Pollock signed a contract with Peggy Guggenheim in July 1943. He was commissioned
to create the work Mural (1943), which measures 2.43 x 6.04 m, 10 for the entrance of
the new Guggenheim house. At the suggestion of his friend and advisor Marcel
Duchamp, Pollock painted this work on a canvas instead of the wall so that the work
was portable. After seeing the mural, art critic Clement Greenberg wrote: "I took a
look and thought," this is extraordinary art "and I knew that Jackson was the greatest
painter this country has produced.
Eugène Delacroix
In 1815 following the recommendation of his uncle, the painter Henri-Francois
Riesener, Delacroix entered the workshop of the neoclassical painter Pierre Narcisse
Guérin, where Théodore Géricault and Baron Gros were his teachers. He frequently
visited the Louvre, studying and copying the great painters he admired: Rubens,
Velázquez, Rembrandt, Paolo Veronese, and there was a debate between tradition and
classicism and the desire to find, after appearances, reality. But at the same time he
studies Goya and is interested in lithography, publishing some engravings in Le Miroir.
Landscape painter Bonington taught him to paint nature. Raymond Soulier initiated
him in watercolor. In 1816 he enrolled in the School of Fine Arts, where he made
friendships that will last a lifetime. The first public commission he made in 1819, La
Virgen de la Mieses, from the Orcemont church, clearly derives from his studies of
Rafael. In 1817 he meets Théodore Géricault and poses as one of the shipwrecked of
his splendid work The Raft of the Medusa.

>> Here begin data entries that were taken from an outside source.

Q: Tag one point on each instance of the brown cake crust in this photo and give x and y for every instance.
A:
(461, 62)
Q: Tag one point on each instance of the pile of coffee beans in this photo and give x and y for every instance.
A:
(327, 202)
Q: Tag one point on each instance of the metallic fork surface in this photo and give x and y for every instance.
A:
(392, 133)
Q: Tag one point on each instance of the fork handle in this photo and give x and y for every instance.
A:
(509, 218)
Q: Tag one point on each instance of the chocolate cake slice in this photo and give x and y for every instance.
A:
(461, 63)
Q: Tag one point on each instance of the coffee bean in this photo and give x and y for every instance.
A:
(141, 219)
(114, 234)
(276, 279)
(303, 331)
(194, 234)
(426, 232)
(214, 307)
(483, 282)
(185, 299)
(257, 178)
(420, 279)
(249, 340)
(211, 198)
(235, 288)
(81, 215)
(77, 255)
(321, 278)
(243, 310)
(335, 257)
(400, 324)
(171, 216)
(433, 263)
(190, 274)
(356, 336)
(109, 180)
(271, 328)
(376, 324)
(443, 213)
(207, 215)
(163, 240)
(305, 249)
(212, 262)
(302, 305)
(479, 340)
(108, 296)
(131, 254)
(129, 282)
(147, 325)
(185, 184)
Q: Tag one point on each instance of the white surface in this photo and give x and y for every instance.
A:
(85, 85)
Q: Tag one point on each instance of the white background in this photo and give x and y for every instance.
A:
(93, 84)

The artist frequents the literary halls where he meets Stendhal, Mérimée, Victor Hugo,
Alexandre Dumas, Baudelaire. Passionate music lover, he relates to Paganini, Frédéric
Chopin, Franz Liszt, Franz Schubert, among others; Delacroix prefers the friendship of
musicians, writers (George Sand) and poets to that of the painters of his time.

In 1822 Delacroix exhibits for the first time Dante and Virgil in the underworld, a work
full of strength, an ambitious composition and very worked colors; in it the light glides
over the swollen muscles, a fire consumes a city (in the background), the layers flutter
in the wind. Fantasy, macabre and eroticism intermingle. Two years later he paints the
slaughter of Chios, an energetic work and with a much more vivid color. Both paintings
concretize their inner ambivalence that is debated between romanticism and
classicism, between design and color, internal controversy that will accompany him
throughout his life.

The death of Sardanápalo, which Delacroix first exposed in the Hall of 1827-28, where
he received harsh criticism.
In 1825, Delacroix goes to England where he will spend three months studying English
painters, in a special way he meets John Constable, the greatest European landscape
painter of the time. Try to reveal the technique and the use of colors, analyzing the
psychic effects they cause.

and the predominance of the color on the line. Delacroix would call it the Asian feat.